You should just be able to traverse L2 and create a mapping to L1 as you go.

mapping = {}
for i, (a, b) in enumerate(zip(l1, l2)):
  if b in mapping:
    l2[i] = mapping[b]
  else:
    mapping[b] = a
    l2[i] = a

 # Now l2 = [1, 1, 1, 2, 2, 3, 3, 2, 2].  Can compare for equality.

This is probably better referred to as label reassignment. It's relatively efficient -- it uses iterators, quick dictionary lookups, and is O(n).

Question 3

It looks like your list shows which group each item belongs to, and you want a canonical group-labelling (ie ["A", "B", "C"] == ["X", "Y", "Z"]).

Note that this only works for exact match-lists.

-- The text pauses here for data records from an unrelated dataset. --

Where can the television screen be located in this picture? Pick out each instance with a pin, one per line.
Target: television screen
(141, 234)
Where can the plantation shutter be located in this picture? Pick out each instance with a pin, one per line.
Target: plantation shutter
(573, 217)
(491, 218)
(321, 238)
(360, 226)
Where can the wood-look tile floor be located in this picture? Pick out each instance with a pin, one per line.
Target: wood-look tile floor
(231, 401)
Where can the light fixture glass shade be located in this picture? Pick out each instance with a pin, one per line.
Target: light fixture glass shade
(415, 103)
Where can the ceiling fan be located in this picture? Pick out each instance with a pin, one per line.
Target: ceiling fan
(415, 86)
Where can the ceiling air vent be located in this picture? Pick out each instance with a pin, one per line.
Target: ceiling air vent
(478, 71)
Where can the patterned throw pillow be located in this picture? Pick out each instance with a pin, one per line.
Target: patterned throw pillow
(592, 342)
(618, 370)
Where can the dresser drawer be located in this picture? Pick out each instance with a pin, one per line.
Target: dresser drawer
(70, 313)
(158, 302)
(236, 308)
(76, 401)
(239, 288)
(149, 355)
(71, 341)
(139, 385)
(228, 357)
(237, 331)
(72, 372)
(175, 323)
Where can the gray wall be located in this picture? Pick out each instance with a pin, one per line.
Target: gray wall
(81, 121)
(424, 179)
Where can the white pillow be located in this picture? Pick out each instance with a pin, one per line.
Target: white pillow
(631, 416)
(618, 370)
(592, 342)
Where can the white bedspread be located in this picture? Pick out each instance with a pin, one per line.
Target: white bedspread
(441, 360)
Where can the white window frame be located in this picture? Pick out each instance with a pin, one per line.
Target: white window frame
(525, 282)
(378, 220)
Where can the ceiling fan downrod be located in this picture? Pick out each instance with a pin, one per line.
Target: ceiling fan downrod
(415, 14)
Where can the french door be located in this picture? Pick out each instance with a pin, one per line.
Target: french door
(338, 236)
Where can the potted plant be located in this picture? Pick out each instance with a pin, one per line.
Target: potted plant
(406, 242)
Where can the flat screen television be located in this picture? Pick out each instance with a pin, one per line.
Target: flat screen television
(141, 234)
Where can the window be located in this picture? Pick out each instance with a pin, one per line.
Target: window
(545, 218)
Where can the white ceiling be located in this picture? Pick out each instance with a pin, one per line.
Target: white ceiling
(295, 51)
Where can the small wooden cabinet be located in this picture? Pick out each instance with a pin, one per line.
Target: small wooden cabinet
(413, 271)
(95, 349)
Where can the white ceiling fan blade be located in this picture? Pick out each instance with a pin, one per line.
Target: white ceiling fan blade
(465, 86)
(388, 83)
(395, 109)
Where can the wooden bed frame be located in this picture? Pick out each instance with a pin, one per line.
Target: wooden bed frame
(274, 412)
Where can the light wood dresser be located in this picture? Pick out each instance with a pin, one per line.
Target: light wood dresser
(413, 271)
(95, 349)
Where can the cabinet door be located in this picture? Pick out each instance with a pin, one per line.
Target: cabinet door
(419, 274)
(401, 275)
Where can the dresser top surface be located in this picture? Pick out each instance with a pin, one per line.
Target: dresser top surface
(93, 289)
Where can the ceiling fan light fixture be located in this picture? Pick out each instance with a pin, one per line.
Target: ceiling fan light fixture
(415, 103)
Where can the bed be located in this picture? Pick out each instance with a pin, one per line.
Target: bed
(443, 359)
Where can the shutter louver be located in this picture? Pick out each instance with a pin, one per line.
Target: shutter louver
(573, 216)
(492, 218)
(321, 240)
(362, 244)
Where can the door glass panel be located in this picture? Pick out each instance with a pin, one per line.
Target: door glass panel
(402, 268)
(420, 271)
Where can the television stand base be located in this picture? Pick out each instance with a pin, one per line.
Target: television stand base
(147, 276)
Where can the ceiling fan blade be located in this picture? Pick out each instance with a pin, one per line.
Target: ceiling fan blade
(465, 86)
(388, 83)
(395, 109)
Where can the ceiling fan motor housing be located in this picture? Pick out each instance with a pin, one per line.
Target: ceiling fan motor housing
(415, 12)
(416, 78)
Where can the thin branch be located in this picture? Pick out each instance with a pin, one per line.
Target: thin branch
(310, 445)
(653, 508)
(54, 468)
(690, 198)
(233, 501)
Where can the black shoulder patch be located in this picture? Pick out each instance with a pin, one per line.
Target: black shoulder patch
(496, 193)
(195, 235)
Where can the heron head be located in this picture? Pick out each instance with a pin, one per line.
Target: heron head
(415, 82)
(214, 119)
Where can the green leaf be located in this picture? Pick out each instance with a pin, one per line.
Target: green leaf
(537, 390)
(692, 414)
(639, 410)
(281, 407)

from itertools import count

def canonicize(lst):
    top  = count(1)
    seen = {}
    out  = []
    for item in lst:
        try:
            out.append(seen[item])
        except KeyError:
            val = next(top)
            seen[item] = val
            out.append(val)
    return out

canonicize([1,1,1,2,2,3,3,2,2])   # =>  [1, 1, 1, 2, 2, 3, 3, 2, 2]
canonicize([2,2,2,1,1,3,3,1,1])   # =>  [1, 1, 1, 2, 2, 3, 3, 2, 2]

Question 4

What I would do is simply get all indexes for each value:

>>> [[i for i, x in enumerate(l1) if x == j] for j in set(l1)]
[[0, 1, 2], [3, 4, 7, 8], [5, 6]]
>>> [[i for i, x in enumerate(l2) if x == j] for j in set(l2)]
[[0, 1, 2], [3, 4, 7, 8], [5, 6]]

So you simply have to compare the 2 new lists.